The utility of tissue transglutaminase as a marker of apoptosis during treatment and progression of prostate cancer

Purpose: to determine the extent of cell proliferation and apoptosis during treatment and progression of prostate cancer and to determine whether staining for tissue transglutaminase is a better histological marker than TUNEL for neoadjuvant androgen ablation treatment of localized prostate cancer. Materials and Methods: Immunocytochemistry techniques were used on archival prostate tissue from four groups of men: 14 men with BPH, 18 men with untreated, localized prostate cancer, 21 men with localized prostate cancer who received neoadjuvant hormone therapy prior to prostatectomy and 18 men with metastatic androgen-independent prostate cancer. Cell proliferation was evaluated by staining for the Ki67 nuclear antigen, and apoptosis was evaluated by staining for DNA fragmentation (TUNEL technique) and tissue transglutaminase (tTG). Image analysis was used to quantitate the results. Results: TUNEL staining increased by 37% in localized prostate cancer compared with BPH, with a further increase of 43% seen after neoadjuvant therapy, although variation was such that neither was statistically significant. In androgen-independent cancer, TUNEL staining was decreased compared with neoadjuvant hormone treated cancer (p = 0.02). Staining for tTG was not increased in untreated prostate cancer compared with BPH; however, staining more than doubled after neoadjuvant therapy, compared with untreated prostate cancer (p = 0.04). Staining for tTG was markedly decreased in androgen-independent cancer (p = 0.07 compared with BPH and p = 0.0004 compared with neoadjuvant hormone treated cancer). Ki67 immunoreactivity did not significantly change in localized prostate cancer, either before or after neoadjuvant therapy, compared with BPH, but it more than doubled in androgen- independent prostate cancer (p = 0.07 compared with BPH and p = 0.05 compared with untreated prostate cancer).
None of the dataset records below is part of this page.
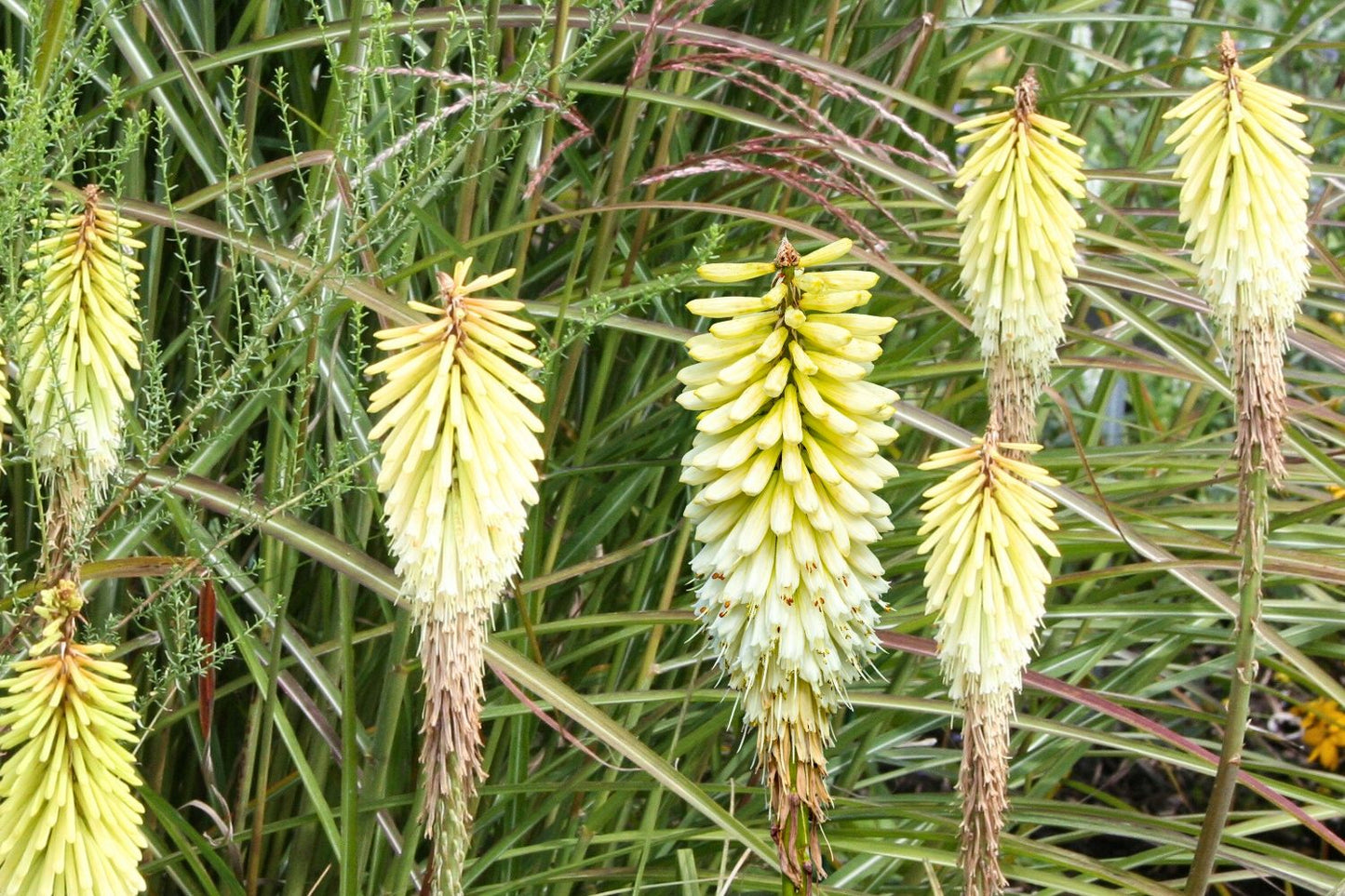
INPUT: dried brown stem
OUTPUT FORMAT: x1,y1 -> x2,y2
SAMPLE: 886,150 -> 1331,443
758,710 -> 831,893
1233,328 -> 1288,537
988,354 -> 1045,443
420,612 -> 490,896
958,693 -> 1013,896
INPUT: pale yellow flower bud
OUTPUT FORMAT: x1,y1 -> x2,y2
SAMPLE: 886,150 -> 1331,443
955,70 -> 1084,398
0,582 -> 147,896
1164,33 -> 1312,489
16,187 -> 145,495
678,241 -> 897,878
369,259 -> 542,622
1163,33 -> 1312,339
917,438 -> 1060,700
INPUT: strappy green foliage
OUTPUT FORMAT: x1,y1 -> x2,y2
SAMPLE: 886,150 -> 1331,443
0,0 -> 1345,896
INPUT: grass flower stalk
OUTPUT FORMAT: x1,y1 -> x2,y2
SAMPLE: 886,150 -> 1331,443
678,239 -> 897,888
954,69 -> 1084,441
1164,31 -> 1312,896
369,259 -> 542,893
0,580 -> 147,896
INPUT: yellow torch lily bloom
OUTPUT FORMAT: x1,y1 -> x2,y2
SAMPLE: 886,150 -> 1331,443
1163,33 -> 1312,336
369,259 -> 542,896
18,187 -> 145,495
678,239 -> 897,881
367,259 -> 542,619
917,438 -> 1060,700
954,70 -> 1084,400
0,580 -> 147,896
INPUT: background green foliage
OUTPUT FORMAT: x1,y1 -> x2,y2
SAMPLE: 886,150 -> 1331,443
0,0 -> 1345,896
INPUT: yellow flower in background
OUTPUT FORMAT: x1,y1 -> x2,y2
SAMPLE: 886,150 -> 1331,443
954,69 -> 1084,390
0,580 -> 147,896
369,259 -> 542,619
16,187 -> 145,494
1163,33 -> 1312,339
1290,697 -> 1345,771
917,438 -> 1060,700
678,234 -> 897,881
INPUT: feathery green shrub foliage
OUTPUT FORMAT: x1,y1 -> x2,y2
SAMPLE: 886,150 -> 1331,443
0,0 -> 1345,896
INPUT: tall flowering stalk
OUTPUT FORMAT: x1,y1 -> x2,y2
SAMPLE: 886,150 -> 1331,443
935,69 -> 1084,896
1164,31 -> 1312,896
954,69 -> 1084,441
1163,31 -> 1312,495
369,259 -> 542,893
16,186 -> 145,498
0,580 -> 147,896
919,431 -> 1060,896
678,234 -> 897,887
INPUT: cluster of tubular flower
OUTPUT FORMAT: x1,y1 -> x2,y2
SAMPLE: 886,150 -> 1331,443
1163,33 -> 1312,336
367,259 -> 542,619
954,70 -> 1084,422
1164,33 -> 1312,484
935,69 -> 1084,896
0,580 -> 147,896
16,187 -> 145,494
917,438 -> 1060,700
369,259 -> 542,893
678,239 -> 897,877
919,429 -> 1060,896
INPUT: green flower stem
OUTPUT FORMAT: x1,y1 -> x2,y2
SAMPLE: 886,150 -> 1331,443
1186,464 -> 1269,896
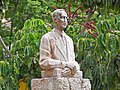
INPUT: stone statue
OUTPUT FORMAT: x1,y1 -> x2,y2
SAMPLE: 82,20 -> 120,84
39,9 -> 79,77
31,9 -> 91,90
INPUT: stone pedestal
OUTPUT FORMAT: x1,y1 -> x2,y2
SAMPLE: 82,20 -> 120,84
31,77 -> 91,90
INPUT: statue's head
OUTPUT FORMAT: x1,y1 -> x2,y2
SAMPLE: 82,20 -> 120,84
52,9 -> 68,30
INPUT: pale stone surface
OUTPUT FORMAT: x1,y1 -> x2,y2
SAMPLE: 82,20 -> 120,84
31,77 -> 91,90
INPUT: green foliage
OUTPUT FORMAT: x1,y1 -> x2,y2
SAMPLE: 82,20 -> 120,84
0,0 -> 120,90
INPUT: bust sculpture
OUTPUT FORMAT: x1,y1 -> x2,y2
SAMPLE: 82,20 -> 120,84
39,9 -> 80,77
31,9 -> 91,90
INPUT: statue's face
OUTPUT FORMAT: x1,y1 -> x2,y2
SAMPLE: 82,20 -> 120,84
56,11 -> 68,30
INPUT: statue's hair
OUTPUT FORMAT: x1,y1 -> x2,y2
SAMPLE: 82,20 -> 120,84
52,9 -> 65,20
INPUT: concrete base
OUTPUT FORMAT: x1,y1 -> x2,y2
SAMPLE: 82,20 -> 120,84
31,77 -> 91,90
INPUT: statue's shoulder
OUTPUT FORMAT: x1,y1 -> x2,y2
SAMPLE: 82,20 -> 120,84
42,30 -> 53,39
66,34 -> 73,42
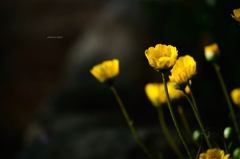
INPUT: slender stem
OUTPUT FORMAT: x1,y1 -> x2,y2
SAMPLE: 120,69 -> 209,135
110,86 -> 154,159
158,107 -> 184,159
183,83 -> 212,148
162,73 -> 193,159
178,105 -> 193,140
213,62 -> 240,141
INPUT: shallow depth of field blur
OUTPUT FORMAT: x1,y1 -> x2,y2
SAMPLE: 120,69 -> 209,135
0,0 -> 240,159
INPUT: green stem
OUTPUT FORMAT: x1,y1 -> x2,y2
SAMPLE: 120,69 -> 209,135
162,73 -> 193,159
213,62 -> 240,141
183,83 -> 212,148
158,107 -> 184,159
178,105 -> 199,147
110,86 -> 154,159
178,105 -> 193,139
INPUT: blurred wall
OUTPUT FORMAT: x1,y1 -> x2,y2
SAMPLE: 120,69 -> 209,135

Conclusions: This study shows that cell proliferation increases and apoptosis decreases as prostate cancer progresses to androgen independence, and, that of the markers used in this study, tissue transglutaminase most accurately reflects the anticipated effect of neoadjuvant hormone therapy on localized prostate cancer. An assessment of these parameters provides a valuable tool for appraising new prostate cancer therapies.